Allergies to nickel (Ni(2+)) are the most frequent cause of contact hypersensitivity (CHS) in industrialized countries. The efficient development of CHS requires both a T lymphocyte-specific signal and a proinflammatory signal. Here we show that Ni(2+) triggered an inflammatory response by directly activating human Toll-like receptor 4 (TLR4). Ni(2+)-induced TLR4 activation was species-specific, as mouse TLR4 could not generate this response. Studies with mutant TLR4 proteins revealed that the non-conserved histidines 456 and 458 of human TLR4 are required for activation by Ni(2+) but not by the natural ligand lipopolysaccharide. Accordingly, transgenic expression of human TLR4 in TLR4-deficient mice allowed efficient sensitization to Ni(2+) and elicitation of CHS. Our data implicate site-specific human TLR4 inhibition as a potential strategy for therapeutic intervention in CHS that would not affect vital immune responses.
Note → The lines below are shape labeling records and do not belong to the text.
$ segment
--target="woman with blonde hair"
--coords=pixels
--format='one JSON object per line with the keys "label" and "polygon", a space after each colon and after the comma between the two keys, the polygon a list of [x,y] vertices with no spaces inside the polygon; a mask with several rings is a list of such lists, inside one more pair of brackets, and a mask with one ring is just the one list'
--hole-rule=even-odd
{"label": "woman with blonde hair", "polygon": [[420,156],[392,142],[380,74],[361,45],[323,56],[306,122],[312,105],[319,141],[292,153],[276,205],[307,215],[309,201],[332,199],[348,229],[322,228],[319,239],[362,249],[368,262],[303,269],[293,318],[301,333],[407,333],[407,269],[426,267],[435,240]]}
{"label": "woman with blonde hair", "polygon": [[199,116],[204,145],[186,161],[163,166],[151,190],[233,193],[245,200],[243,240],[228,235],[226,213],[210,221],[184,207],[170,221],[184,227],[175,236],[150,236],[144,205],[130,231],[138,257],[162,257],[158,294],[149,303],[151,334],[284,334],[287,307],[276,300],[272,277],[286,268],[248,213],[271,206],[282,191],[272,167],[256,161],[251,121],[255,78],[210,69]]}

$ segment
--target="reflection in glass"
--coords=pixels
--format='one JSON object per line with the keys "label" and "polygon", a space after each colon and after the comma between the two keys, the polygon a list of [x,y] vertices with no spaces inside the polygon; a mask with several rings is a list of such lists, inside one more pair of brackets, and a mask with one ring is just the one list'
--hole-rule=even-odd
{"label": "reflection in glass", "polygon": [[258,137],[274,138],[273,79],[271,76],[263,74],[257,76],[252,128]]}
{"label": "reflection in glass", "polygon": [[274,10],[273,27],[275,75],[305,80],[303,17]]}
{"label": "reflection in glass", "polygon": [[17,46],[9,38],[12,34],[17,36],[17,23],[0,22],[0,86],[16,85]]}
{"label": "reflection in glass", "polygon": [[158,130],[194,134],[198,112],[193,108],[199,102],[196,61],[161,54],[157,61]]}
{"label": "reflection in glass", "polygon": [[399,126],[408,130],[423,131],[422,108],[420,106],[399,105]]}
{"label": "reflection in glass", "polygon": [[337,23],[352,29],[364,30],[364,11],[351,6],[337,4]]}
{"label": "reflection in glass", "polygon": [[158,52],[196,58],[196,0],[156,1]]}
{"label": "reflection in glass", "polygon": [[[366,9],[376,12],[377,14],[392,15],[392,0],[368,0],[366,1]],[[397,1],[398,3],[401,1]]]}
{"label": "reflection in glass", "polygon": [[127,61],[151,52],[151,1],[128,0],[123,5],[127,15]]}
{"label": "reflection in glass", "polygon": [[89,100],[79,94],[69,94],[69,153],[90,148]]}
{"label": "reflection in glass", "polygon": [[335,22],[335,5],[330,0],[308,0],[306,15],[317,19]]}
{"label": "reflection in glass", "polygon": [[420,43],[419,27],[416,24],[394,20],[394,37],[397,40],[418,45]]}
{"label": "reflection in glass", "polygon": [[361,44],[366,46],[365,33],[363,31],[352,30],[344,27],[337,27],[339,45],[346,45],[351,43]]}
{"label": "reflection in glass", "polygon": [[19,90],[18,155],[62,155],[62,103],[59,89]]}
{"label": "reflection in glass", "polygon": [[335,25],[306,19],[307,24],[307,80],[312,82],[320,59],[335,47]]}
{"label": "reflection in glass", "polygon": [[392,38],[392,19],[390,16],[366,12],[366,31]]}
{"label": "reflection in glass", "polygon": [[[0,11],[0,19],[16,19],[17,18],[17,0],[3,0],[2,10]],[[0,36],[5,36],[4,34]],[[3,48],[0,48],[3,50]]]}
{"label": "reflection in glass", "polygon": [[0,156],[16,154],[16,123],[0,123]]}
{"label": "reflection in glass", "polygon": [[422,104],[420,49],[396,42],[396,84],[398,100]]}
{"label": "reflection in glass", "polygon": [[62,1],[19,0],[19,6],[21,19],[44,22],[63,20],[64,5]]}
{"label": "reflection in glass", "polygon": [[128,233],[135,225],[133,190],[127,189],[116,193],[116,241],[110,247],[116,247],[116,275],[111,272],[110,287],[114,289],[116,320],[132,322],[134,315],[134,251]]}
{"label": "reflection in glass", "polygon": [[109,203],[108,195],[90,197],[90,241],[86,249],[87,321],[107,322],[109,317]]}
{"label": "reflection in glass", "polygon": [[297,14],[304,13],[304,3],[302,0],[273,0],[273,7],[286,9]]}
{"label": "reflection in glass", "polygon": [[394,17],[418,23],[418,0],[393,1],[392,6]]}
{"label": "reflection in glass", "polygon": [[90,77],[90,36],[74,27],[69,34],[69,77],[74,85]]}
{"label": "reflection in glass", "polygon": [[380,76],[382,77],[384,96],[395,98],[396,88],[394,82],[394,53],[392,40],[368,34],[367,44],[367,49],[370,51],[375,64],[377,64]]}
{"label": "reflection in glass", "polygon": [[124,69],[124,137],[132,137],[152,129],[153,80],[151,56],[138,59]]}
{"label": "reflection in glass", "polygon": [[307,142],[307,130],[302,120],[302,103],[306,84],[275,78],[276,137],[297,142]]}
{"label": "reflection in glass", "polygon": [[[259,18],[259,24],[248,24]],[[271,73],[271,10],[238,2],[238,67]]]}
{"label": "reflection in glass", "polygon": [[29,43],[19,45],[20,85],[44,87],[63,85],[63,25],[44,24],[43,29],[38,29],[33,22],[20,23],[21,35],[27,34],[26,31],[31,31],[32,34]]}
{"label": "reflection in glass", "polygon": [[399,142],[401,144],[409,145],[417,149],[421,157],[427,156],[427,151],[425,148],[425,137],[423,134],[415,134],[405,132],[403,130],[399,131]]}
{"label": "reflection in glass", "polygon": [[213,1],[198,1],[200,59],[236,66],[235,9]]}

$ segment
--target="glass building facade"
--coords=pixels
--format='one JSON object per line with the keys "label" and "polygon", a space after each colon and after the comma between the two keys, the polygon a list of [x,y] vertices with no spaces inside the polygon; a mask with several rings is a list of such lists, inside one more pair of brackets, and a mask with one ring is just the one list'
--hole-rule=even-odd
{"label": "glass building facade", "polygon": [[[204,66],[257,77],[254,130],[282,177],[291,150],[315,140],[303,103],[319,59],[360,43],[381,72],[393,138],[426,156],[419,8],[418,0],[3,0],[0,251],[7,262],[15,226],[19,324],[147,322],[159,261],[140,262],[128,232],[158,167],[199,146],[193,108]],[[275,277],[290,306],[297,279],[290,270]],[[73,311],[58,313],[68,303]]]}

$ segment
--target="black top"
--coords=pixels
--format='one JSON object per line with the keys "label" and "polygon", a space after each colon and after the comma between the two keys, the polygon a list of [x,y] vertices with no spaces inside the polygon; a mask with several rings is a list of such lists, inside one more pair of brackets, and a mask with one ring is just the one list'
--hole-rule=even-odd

The contact allergen nickel sensitizes primary human endothelial cells and keratinocytes to TRAIL-mediated apoptosis.

Primary endothelial cells are fully resistant to TNF-related apoptosis-inducing ligand (TRAIL)-mediated apoptosis. Here, we demonstrate that certain environmental conditions, such as exposure to the widespread allergen nickel, can dramatically increase the susceptibility of naturally resistant primary endothelial cells or keratinocytes to TRAIL-induced apoptosis. While nickel treatment increased surface expression of the apoptosis-inducing TRAIL receptors TRAIL-R1 and TRAIL-R2, it also up-regulated the apoptosis-deficient TRAIL-R4, suggesting that modulation of TRAIL receptor expression alone is unlikely to fully account for the dramatic sensitization effect of nickel. Further analysis of candidate mediators revealed that nickel strongly repressed c-FLIP at mRNA and protein levels. Accordingly, increased activation of Caspase-8 and Caspase-3 following nickel treatment was observed. Importantly, depletion of c-FLIP by RNA interference could largely recapitulate the effect of nickel and sensitize endothelial cells to TRAIL-dependent apoptosis in the absence of nickel pre-treatment. Conversely, ectopic expression of c-FLIP(L) largely protected nickel-treated cells from TRAIL-mediated apoptosis. Our data demonstrate that one key mechanism of sensitization of primary human endothelial cells or keratinocytes is transcriptional down-regulation of c-FLIP. We hypothesize that environmental factors, exemplified by the contact allergen nickel, strongly modulate death ligand sensitivity of endothelial cells and keratinocytes thus influencing vascular and epidermal function and integrity under physiological and pathophysiological conditions.